Direitos autorais: reprodução Instagram/@ferochakanner.


Na publicação com mais de 48 mil curtidas, Fernanda explica que excluiu as redes sociais da filha (Instagram e TikTok) e tinha recebido muitas mensagens dos seguidores da filha perguntando o que havia acontecido. A mãe diz que não acha saudável que adultos e adolescentes usem como referência de autoconhecimento o feedback virtual que recebem.

Direitos autorais: reprodução Instagram/@ferochakanner.

Direitos autorais: reprodução Instagram/@ferochakanner.

Fernanda continua comentando que o número de seguidores era apenas uma ilusão e que isso ia atrapalhar o processo de busca pela individualidade de Nina. Ela não queria que a filha crescesse achando que era aquele personagem e que isso é muito prejudicial para um adolescente.


A médica afirma que não deseja ver a filha “brilhante” sendo obrigada a dançar diariamente como “um babuíno treinado”. Além disso, outro ponto importante em que a mãe toca é a questão de não querer que Nina fique emocionada com os elogios que recebe nas redes sociais e muito menos com as críticas de quem nem sequer conhece.

Para Fernanda, a filha pode dar as caras sempre que quiser nas redes sociais, e se um dia tiver um conteúdo interessante para dividir, pode voltar a ter sua conta.
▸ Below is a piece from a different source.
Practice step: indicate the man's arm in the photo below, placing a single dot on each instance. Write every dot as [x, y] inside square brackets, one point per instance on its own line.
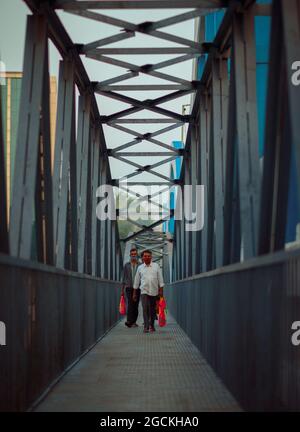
[160, 282]
[136, 284]
[123, 279]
A publicação não teve boa repercussão, principalmente entre os seguidores de Nina, que acharam o comportamento da mãe “controlador” e “abusivo”.

Ela voltou a se posicionar, desta vez sendo mais áspera, desejando que os pais lhes apresentassem “castigo” e “limite”, e que teve ainda mais certeza de estar fazendo o certo. Para ela, ser famoso nas redes sociais seria comparável a “ser rico no Banco Imobiliário”, e que a fama a qualquer preço é um sonho muito triste.